• Als die isländische Nationalspielerin Sara Björg Gunnarsdottir ungeplant schwanger wird, überwiegt zunächst die Freude.
  • Und auch ihr damaliger Klub, Olympique Lyon, sichert ihr Unterstützung zu.
  • Doch dann bleiben Zahlungen aus und als sie mit ihrem Baby zurückkehrt, wird ihr schnell klargemacht: Mit Kind hat sie keine Zukunft in Lyon.
  • Nun hat Gunnarsdottir vor dem Fifa-Tribunal einen wichtigen Sieg errungen und erzählt ihre Geschichte auch öffentlich.
Eine Analyse
Dieser Text enthält eine Einordnung aktueller Ereignisse, in die neben Daten und Fakten auch die Einschätzungen von Sabrina Schäfer sowie ggf. von Expertinnen oder Experten einfließen. Informieren Sie sich über die verschiedenen journalistischen Textarten.

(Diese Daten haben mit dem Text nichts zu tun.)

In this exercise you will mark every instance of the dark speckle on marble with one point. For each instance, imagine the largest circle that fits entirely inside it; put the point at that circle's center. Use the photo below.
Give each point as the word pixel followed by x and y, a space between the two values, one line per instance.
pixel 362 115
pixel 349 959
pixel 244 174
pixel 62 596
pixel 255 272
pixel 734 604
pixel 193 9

Erst vor wenigen Tagen ging eine erfreuliche Nachricht durch die Medien: Direkt nach ihrer Babypause verlängert die deutsche Nationalspielerin Melanie Leupolz ihren Vertrag beim FC Chelsea. "Meine Reise mit Chelsea geht weiter", verkündete Leupolz strahlend bei Instagram.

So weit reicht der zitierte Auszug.